In the late 1970s, the Pahlavi Dynasty was overthrown and replaced by a new Islamic Republic of Iran. The revolution was mostly non-violent, although there were incidents of armed struggle.
Western and Secular Influences on Iranian Society Before the Revolution
Prior to the revolution, Iran was ruled by a monarchy headed by Mohammad Reza Shah Pahlavi. The Shah was heavily US-backed and promoted westernization which many Iranians believed was diluting their indigenous culture and values. Separation of sexes, which had been a traditional practice, had been banned. Women during this period wore western clothes in place of the hijab and could now go to school, vote, and work. The new rights to women were embraced by the elite society while Islam Puritans viewed it as secularization. A more secular take on religion was adopted, where religious minorities could hold office.
Discontent With the Pahlavi Dynasty
Due to the Shah’s economic reforms, Iran had ascended into the ranks as a globally formidable industrial economy.

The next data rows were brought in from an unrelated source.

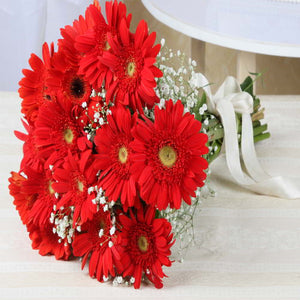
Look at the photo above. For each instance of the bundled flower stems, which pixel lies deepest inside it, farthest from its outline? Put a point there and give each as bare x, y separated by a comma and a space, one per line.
116, 148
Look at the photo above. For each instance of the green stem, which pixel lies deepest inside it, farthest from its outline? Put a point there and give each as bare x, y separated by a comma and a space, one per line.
258, 130
262, 137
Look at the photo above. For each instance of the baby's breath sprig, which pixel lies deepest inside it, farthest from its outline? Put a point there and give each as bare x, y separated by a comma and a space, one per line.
180, 81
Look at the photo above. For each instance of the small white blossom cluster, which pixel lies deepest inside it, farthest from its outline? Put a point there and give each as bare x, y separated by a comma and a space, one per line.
99, 118
63, 224
175, 84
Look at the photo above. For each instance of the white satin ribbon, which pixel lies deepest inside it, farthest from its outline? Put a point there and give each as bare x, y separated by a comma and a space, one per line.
230, 99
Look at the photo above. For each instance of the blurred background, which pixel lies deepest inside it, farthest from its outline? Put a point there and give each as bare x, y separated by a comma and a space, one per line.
25, 24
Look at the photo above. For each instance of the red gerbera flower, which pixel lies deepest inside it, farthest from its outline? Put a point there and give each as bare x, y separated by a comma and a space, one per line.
63, 79
22, 201
57, 131
131, 60
97, 240
145, 247
167, 159
94, 42
41, 183
48, 242
114, 157
33, 89
73, 180
69, 34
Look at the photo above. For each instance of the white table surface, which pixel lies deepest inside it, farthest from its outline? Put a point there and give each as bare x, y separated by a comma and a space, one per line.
249, 244
258, 26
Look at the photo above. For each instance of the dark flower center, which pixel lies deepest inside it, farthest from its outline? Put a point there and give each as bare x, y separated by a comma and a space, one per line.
131, 68
77, 87
123, 155
50, 188
143, 243
68, 136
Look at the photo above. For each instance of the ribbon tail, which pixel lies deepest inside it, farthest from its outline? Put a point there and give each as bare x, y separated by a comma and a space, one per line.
226, 111
248, 151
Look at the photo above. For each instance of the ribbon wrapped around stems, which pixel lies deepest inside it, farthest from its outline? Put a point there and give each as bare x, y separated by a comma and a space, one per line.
228, 100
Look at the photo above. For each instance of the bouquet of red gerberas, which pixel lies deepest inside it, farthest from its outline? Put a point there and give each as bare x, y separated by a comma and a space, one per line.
101, 160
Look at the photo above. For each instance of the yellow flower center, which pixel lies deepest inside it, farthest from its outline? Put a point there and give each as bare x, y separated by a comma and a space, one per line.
123, 155
80, 185
167, 156
143, 243
131, 68
68, 136
50, 188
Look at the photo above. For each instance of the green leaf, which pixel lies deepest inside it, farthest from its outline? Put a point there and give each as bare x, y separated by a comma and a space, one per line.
247, 85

By late 1970,’s the economy had stagnated, and inflation led to a higher cost of living. Iranians all over the country were dissatisfied with the regime and viewed it as having failed on its economic promise coupled with corruption and incompetence among public officials.
The regime of Mohammad Reza Shah Pahlavi was very oppressive, and used the SAVAK, who were the American-trained secret police, for mass murder, torture, and imprisonment of those against his government. The Shah’s ideology that westernization was the tool for Iran’s progress was seen as having failed, and the Iranians felt that they should turn back to Islam.

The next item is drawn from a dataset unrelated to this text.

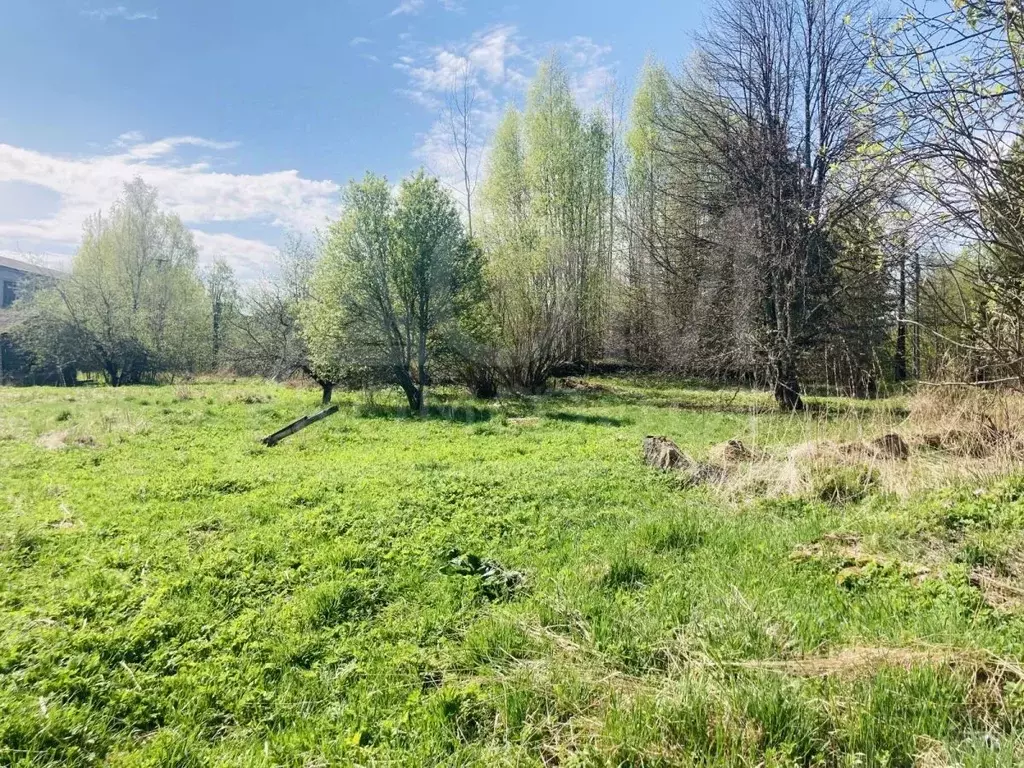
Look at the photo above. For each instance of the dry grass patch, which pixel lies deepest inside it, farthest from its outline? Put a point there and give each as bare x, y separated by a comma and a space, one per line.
65, 439
865, 662
950, 436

Student, Left-wing, and Conservative Shia Sentiments Against the Shah's Government
The government was heavily opposed by the Conservative Shia Muslims led by Ayatollah Khomeini. The basis of their arguments against the government took a cultural and religious approach. The Conservative Shia accused the Shah of destroying Islam through the popularization of Western values.
Iranian Muslim Students, who had been exposed to the ideas of Ayatollah Khomeini, increasingly began to support the idea of an Islamic State. The left-wing Islamist groups encouraged the use of armed struggle as the means to topple the Shah’s regime.
Setting the Revolution into Motion
The early 1970s brought with it inflation in Iran’s economy, and the Shah was criticized for his extravagance while most Iranians were suffering in poverty. The Shah’s government suppressed any form of resistance and had exiled Ayatollah Khomeini. By the start of 1977 however, Khomeini ideologies began to spread in Iran through smuggled audio cassettes. Khomeini called for strikes, refusal to pay tax, boycotts, and even martyrdom for the Islam religion. The death of Khomeini’s son in 1977, which was blamed on the SAVAK, increased Khomeini’s popularization. Organizations opposed to the government also cropped up in Iran which encouraged open resistance.
Major Events of the Revolution
Demonstrations began in January of 1978 with religious students who were protesting a slanderous article with criticism against Khomeini published by a Tehran newspaper. Many students were killed by the government which sparked off nationwide protests concentrated in religious institutions. Protests surged after the 40 days customary mourning period in Shi’ite customs for the students. Institutions viewed as western such as cinemas and bars were razed to the ground. Deaths during protests served to fuel more demonstrations. The Shah attempted to institute reforms to quell down the protests, but he eventually fled Iran on January 16, 1979. Khomeini returned to Iran in February in 1979.
A referendum was held in April of 1979, and Iranians voted overwhelmingly to establish an Islamic Republic. A new constitution was adopted, and Ayatollah Khomeini became the Supreme Leader of the Republic of Iran.
Global Versus Internal Perceptions of the Revolution
The Iranian Revolution shocked the world as it was not caused by economic issues, but rather cultural reform. The Economic crisis had been, up to that point, the leading cause of revolutions and Iran had been enjoying relative economic prosperity. Iranians viewed the revolution as the only way to block western influence in their country.
A conservative rule in Iran was enforced, and former nationalists, elites, and left-wing revolutionaries were sidelined in the new regime. Strict dress codes were implemented and rigorously enforced. Iraq felt threatened by Iran and, to avoid the possibility of a Shia revolution in Iraq, the country invaded Iran in 1980, a war that lasted for eight years. The war served to unite Iranians against the US-supported Iraq forces.
Geopolitical of Iran Following the Revolution and Today
The reign of Khomeini as Supreme spiritual leader ended in 1989 with his death, and he was succeeded by Hojatoleslam Seyed Ali Khamenei, who had been president since August of 1981. Khamenei led the wave of revolutionary purists who firmly believed in non-compromising on revolutionary ideals. The Revolutionary Guards in Iran have risen in status to be a political and economic force. Sanctions placed on Iran by the US increasingly isolated Iran, a situation which can still be seen today. While Iran’s economy remains largely reliant on oil, many Iranians are dissatisfied with the perceived inflation and corruption in the government. Iran remains an Islamic state to this day.